2        Cette demande a été présentée dans le cadre d’un litige opposant WP à Trapeza Peiraios AE au sujet d’une injonction de payer et d’un commandement de payer émis à l’encontre de WP à la requête de Trapeza Peiraios.

 Le litige au principal et les questions préjudicielles

3        Il ressort de la décision de renvoi que la juridiction de renvoi, le Monomeles Protodikeio Serron (tribunal de grande instance à juge unique de Serres, Grèce), est saisie d’une opposition formée par WP à l’encontre d’une injonction de payer. Cette action tend, d’une part, à l’annulation de cette injonction émise précédemment par la juridiction de renvoi, par laquelle WP a été contrainte de verser à Trapeza Peiraios, un organisme bancaire, la somme de 72 447,08 euros, majorée des intérêts et frais, au titre d’une créance née d’un contrat de crédit et des actes additionnels à ce contrat et, d’autre part, à l’annulation d’un commandement de payer du 25 avril 2018, relatif à cette même créance.

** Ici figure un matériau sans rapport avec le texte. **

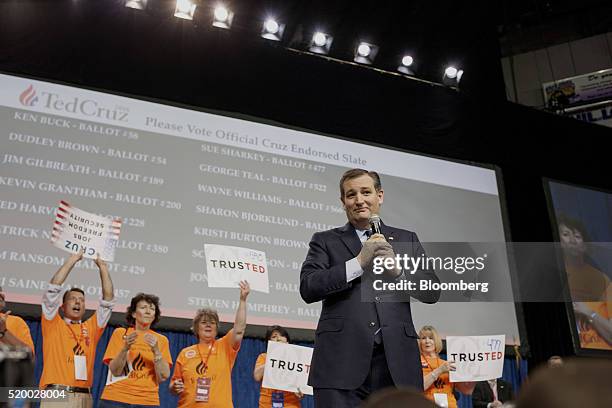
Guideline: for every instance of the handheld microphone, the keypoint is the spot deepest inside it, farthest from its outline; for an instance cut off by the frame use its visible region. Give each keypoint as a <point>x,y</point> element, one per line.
<point>375,224</point>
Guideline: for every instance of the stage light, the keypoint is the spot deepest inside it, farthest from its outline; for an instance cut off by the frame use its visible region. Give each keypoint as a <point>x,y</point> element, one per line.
<point>272,30</point>
<point>365,53</point>
<point>222,17</point>
<point>320,43</point>
<point>450,72</point>
<point>405,66</point>
<point>184,9</point>
<point>452,76</point>
<point>136,4</point>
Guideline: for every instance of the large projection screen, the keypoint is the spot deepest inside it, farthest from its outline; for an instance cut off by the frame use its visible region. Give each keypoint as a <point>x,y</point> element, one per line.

4        Cette juridiction a déclaré fondé, tant en fait qu’en droit, le premier moyen d’opposition, selon lequel l’injonction de payer en cause a été émise sans que la condition procédurale d’une preuve écrite de la créance pécuniaire à laquelle l’injonction se rapporte soit remplie. Elle explique néanmoins que, « par la cinquième branche de son troisième moyen additionnel d’opposition, [WP] sollicite qu’une demande de décision préjudicielle soit adressée à la Cour, pour les motifs qui sont exposés dans ledit moyen » et qu’« il ressort d’une lecture des motifs [...] exposés dans cette branche du troisième moyen additionnel d’opposition que se posent effectivement des questions d’interprétation du droit [de l’Union] et plus spécialement des articles 19 TUE et 267 TFUE ».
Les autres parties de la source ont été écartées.